Fourier-Jacobi models for real symplectic-metaplectic groups: the basic case
Cheng Chen, Rui Chen, Jialiang Zou
TL;DR
This work settles the basic tempered case of the local Gan-Gross-Prasad conjecture for Fourier-Jacobi models on real symplectic-metaplectic groups by combining the real-LLC framework with stable-range theta lifts and seesaw techniques. The authors prove multiplicity one and an epsilon-dichotomy across tempered L-packets, and establish the existence of Fourier-Jacobi models within each packet, leveraging the Shimura–Waldspurger correspondence and Jacobi–Weil representations. The approach navigates non-tempered reductions through stable-range arguments and a peeling-off strategy, building a bridge between tempered Fourier–Jacobi and Bessel models.
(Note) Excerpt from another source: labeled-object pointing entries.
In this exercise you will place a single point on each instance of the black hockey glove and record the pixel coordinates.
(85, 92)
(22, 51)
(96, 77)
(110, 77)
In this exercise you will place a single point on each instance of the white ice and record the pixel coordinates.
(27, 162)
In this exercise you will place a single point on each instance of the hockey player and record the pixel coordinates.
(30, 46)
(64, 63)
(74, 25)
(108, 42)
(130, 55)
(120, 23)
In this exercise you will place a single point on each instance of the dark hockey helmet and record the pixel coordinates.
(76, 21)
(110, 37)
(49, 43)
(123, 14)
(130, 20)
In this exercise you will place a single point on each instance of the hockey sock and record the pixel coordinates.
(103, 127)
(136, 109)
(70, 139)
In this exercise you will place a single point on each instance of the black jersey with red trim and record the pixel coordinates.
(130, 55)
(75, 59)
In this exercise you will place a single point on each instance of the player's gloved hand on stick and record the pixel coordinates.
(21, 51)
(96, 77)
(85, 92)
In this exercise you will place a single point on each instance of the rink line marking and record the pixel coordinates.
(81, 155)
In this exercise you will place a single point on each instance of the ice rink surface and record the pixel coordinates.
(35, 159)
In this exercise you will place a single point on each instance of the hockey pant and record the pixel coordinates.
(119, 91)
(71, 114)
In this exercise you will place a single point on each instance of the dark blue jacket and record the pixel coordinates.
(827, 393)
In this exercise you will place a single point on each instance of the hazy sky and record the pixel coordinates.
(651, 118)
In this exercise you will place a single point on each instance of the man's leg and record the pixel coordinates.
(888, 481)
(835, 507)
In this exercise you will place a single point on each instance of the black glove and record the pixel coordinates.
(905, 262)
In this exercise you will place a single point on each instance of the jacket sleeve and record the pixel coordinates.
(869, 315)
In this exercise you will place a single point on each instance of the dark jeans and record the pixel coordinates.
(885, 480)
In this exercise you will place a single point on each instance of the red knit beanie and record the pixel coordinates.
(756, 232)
Together with prior non-Archimedean and complex results, this work completes the archimedean instance of the conjecture and sharpens the LLC/Prasad-parameter dictionary for these dual pairs.
Abstract
In this paper, we generalize the method of Gan-Ichino and Atobe in [GI16][A18] to the field of real numbers and prove the basic tempered case of the local Gan-Gross-Prasad conjecture for Fourier-Jacobi models of symplectic-metaplectic groups, based on the tempered case of the conjecture for Bessel models proved in [CL22] by Chen-Luo.